Today sees the publication of Chasers by James Phelan, the first novel in the ALONE TRILOGY. It's completely engrossing, full of danger, mystery and action and it has an amazing twist . . . but we won't spoil it for you! Read on to see what you think.
then . . .
I missed home, that Australian heat, the laid-back people, the peace and quiet. Here, it was colder than I’d thought possible and everyone was in a hurry. Back home, I knew my mates would be hanging out at backyard barbies and playing cricket in the street, laughing and joking and vying to get each other out.
Maybe with time I’d get used to this place – who knows? All I know is that Manhattan is vast, too big for me to ever really feel comfortable in. It’s as if the city has an entire country stuffed into it and is slowly being swallowed up, like that snake that eats itself. Ouroboros? I think that’s what it’s called.

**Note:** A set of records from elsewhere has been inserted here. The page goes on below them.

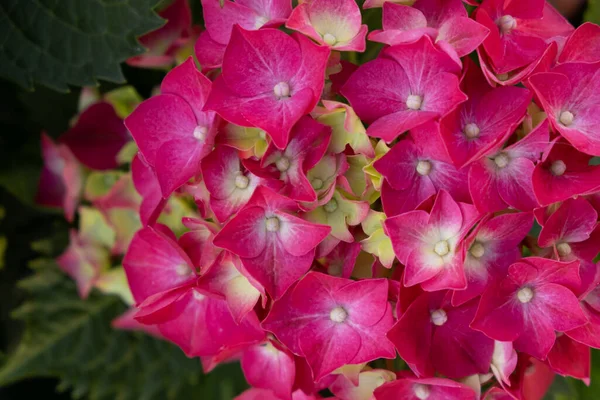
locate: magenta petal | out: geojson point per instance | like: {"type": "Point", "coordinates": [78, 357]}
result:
{"type": "Point", "coordinates": [155, 263]}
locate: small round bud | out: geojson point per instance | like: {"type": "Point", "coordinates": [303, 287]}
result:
{"type": "Point", "coordinates": [501, 160]}
{"type": "Point", "coordinates": [558, 168]}
{"type": "Point", "coordinates": [282, 89]}
{"type": "Point", "coordinates": [525, 295]}
{"type": "Point", "coordinates": [338, 315]}
{"type": "Point", "coordinates": [331, 206]}
{"type": "Point", "coordinates": [507, 23]}
{"type": "Point", "coordinates": [439, 317]}
{"type": "Point", "coordinates": [421, 391]}
{"type": "Point", "coordinates": [414, 102]}
{"type": "Point", "coordinates": [329, 39]}
{"type": "Point", "coordinates": [563, 249]}
{"type": "Point", "coordinates": [317, 183]}
{"type": "Point", "coordinates": [477, 250]}
{"type": "Point", "coordinates": [272, 224]}
{"type": "Point", "coordinates": [423, 167]}
{"type": "Point", "coordinates": [471, 131]}
{"type": "Point", "coordinates": [283, 164]}
{"type": "Point", "coordinates": [566, 118]}
{"type": "Point", "coordinates": [200, 132]}
{"type": "Point", "coordinates": [442, 248]}
{"type": "Point", "coordinates": [241, 181]}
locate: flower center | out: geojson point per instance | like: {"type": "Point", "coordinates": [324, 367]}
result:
{"type": "Point", "coordinates": [439, 317]}
{"type": "Point", "coordinates": [283, 164]}
{"type": "Point", "coordinates": [423, 167]}
{"type": "Point", "coordinates": [198, 296]}
{"type": "Point", "coordinates": [414, 102]}
{"type": "Point", "coordinates": [471, 131]}
{"type": "Point", "coordinates": [558, 167]}
{"type": "Point", "coordinates": [501, 160]}
{"type": "Point", "coordinates": [563, 249]}
{"type": "Point", "coordinates": [525, 295]}
{"type": "Point", "coordinates": [441, 248]}
{"type": "Point", "coordinates": [566, 118]}
{"type": "Point", "coordinates": [507, 23]}
{"type": "Point", "coordinates": [281, 90]}
{"type": "Point", "coordinates": [272, 224]}
{"type": "Point", "coordinates": [329, 39]}
{"type": "Point", "coordinates": [477, 250]}
{"type": "Point", "coordinates": [421, 391]}
{"type": "Point", "coordinates": [200, 132]}
{"type": "Point", "coordinates": [241, 181]}
{"type": "Point", "coordinates": [331, 206]}
{"type": "Point", "coordinates": [183, 270]}
{"type": "Point", "coordinates": [338, 315]}
{"type": "Point", "coordinates": [317, 183]}
{"type": "Point", "coordinates": [260, 21]}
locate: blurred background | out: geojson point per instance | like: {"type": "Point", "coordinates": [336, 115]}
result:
{"type": "Point", "coordinates": [23, 115]}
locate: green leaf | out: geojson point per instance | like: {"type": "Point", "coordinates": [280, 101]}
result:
{"type": "Point", "coordinates": [71, 42]}
{"type": "Point", "coordinates": [73, 340]}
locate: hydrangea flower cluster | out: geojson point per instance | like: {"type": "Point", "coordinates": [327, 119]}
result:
{"type": "Point", "coordinates": [435, 207]}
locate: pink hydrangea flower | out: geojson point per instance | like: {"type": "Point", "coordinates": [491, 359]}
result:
{"type": "Point", "coordinates": [505, 178]}
{"type": "Point", "coordinates": [171, 129]}
{"type": "Point", "coordinates": [417, 168]}
{"type": "Point", "coordinates": [519, 31]}
{"type": "Point", "coordinates": [221, 16]}
{"type": "Point", "coordinates": [286, 83]}
{"type": "Point", "coordinates": [428, 388]}
{"type": "Point", "coordinates": [275, 246]}
{"type": "Point", "coordinates": [344, 323]}
{"type": "Point", "coordinates": [428, 244]}
{"type": "Point", "coordinates": [407, 86]}
{"type": "Point", "coordinates": [60, 183]}
{"type": "Point", "coordinates": [569, 95]}
{"type": "Point", "coordinates": [564, 173]}
{"type": "Point", "coordinates": [490, 249]}
{"type": "Point", "coordinates": [533, 301]}
{"type": "Point", "coordinates": [434, 336]}
{"type": "Point", "coordinates": [333, 23]}
{"type": "Point", "coordinates": [482, 124]}
{"type": "Point", "coordinates": [446, 22]}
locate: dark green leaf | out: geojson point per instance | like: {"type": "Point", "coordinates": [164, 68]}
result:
{"type": "Point", "coordinates": [71, 42]}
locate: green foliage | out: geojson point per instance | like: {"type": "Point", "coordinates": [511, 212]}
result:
{"type": "Point", "coordinates": [71, 42]}
{"type": "Point", "coordinates": [73, 340]}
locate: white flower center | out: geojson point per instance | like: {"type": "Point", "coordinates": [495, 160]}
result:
{"type": "Point", "coordinates": [477, 250]}
{"type": "Point", "coordinates": [414, 102]}
{"type": "Point", "coordinates": [441, 248]}
{"type": "Point", "coordinates": [200, 132]}
{"type": "Point", "coordinates": [183, 270]}
{"type": "Point", "coordinates": [338, 315]}
{"type": "Point", "coordinates": [566, 118]}
{"type": "Point", "coordinates": [283, 164]}
{"type": "Point", "coordinates": [471, 131]}
{"type": "Point", "coordinates": [563, 249]}
{"type": "Point", "coordinates": [331, 206]}
{"type": "Point", "coordinates": [439, 317]}
{"type": "Point", "coordinates": [558, 167]}
{"type": "Point", "coordinates": [507, 23]}
{"type": "Point", "coordinates": [329, 39]}
{"type": "Point", "coordinates": [421, 391]}
{"type": "Point", "coordinates": [281, 90]}
{"type": "Point", "coordinates": [501, 160]}
{"type": "Point", "coordinates": [198, 296]}
{"type": "Point", "coordinates": [525, 295]}
{"type": "Point", "coordinates": [317, 183]}
{"type": "Point", "coordinates": [272, 224]}
{"type": "Point", "coordinates": [241, 181]}
{"type": "Point", "coordinates": [423, 167]}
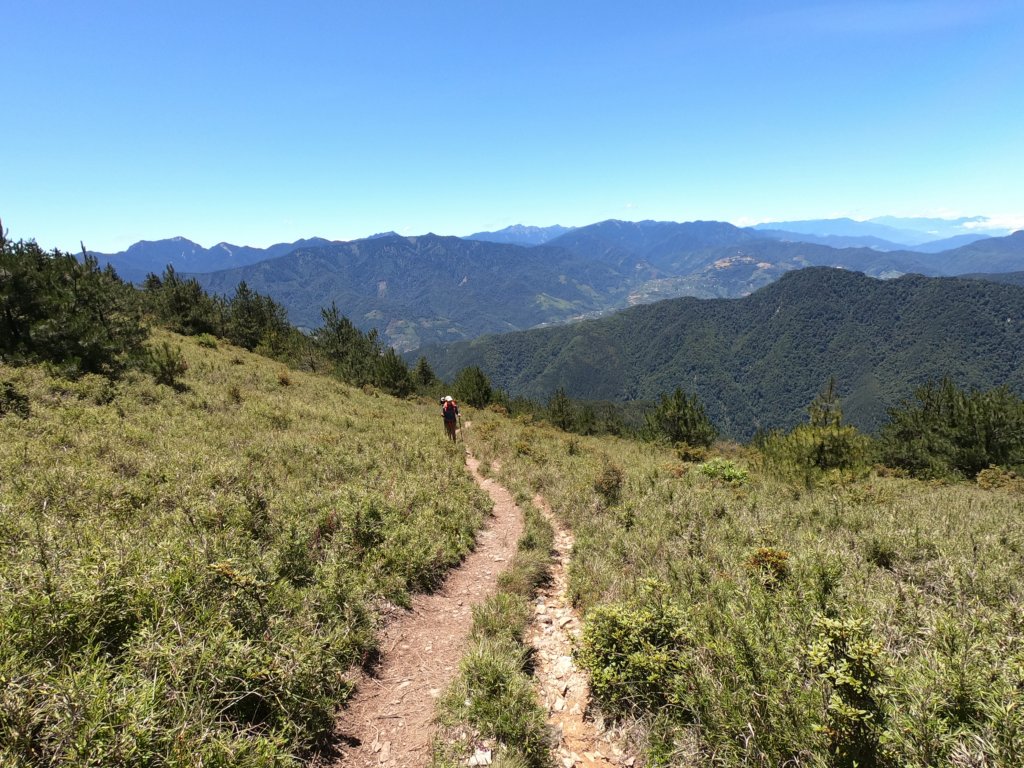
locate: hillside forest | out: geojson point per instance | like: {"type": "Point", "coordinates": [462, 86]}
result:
{"type": "Point", "coordinates": [205, 512]}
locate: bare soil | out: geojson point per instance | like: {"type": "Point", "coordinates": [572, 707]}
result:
{"type": "Point", "coordinates": [388, 723]}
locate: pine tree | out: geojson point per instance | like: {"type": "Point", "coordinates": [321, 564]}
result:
{"type": "Point", "coordinates": [680, 419]}
{"type": "Point", "coordinates": [472, 387]}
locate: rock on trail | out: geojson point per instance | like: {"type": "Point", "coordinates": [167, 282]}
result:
{"type": "Point", "coordinates": [389, 721]}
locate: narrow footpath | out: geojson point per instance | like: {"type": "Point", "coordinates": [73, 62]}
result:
{"type": "Point", "coordinates": [389, 721]}
{"type": "Point", "coordinates": [562, 688]}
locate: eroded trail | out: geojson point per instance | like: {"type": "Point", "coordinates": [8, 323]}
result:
{"type": "Point", "coordinates": [389, 720]}
{"type": "Point", "coordinates": [562, 687]}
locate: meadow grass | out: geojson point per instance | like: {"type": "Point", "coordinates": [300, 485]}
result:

If I had to sum this place up for someone I’d say: New York City, home to millions of people, endless city blocks, snow dump’n clouds, crowds that never stay still, consuming itself. Too busy, too lonely, too much for me.
‘What’s the matter, Jesse? Never been on a subway before?’ Dave asked. He was a big guy for sixteen, or at least big compared to the rest of us. His name might have been David but next to me he was more like Goliath. Dave and I had got on okay at the start of the camp, but right now I wished he’d put his foot in his mouth and start chomping, like Ouroboros.
‘No, why do you say that?’ I shifted my focus away from the guys in the middle of the carriage, who may or may not have been wearing gang colours and may or may not have been packing heat. I tried to look more confident, and smiled at the thought of Dave eating one of his stupid running shoes.
‘You look a little nervous,’ Dave said. ‘Don’t they have subways where you’re from?’
‘Yeah, but we don’t call it that,’ I replied. ‘It’s small – just a few stops in the city.’
‘Everything must be small where you’re from, huh?’ Dave said, grinning. His perfect teeth were blindingly white against his dark skin.
‘Where’s that again?’ Anna asked. She turned to look at me, flicking her shiny black hair over her shoulder. Anna’s English but her parents are from India, and for a moment I was lost in her long eyelashes and bright red mouth.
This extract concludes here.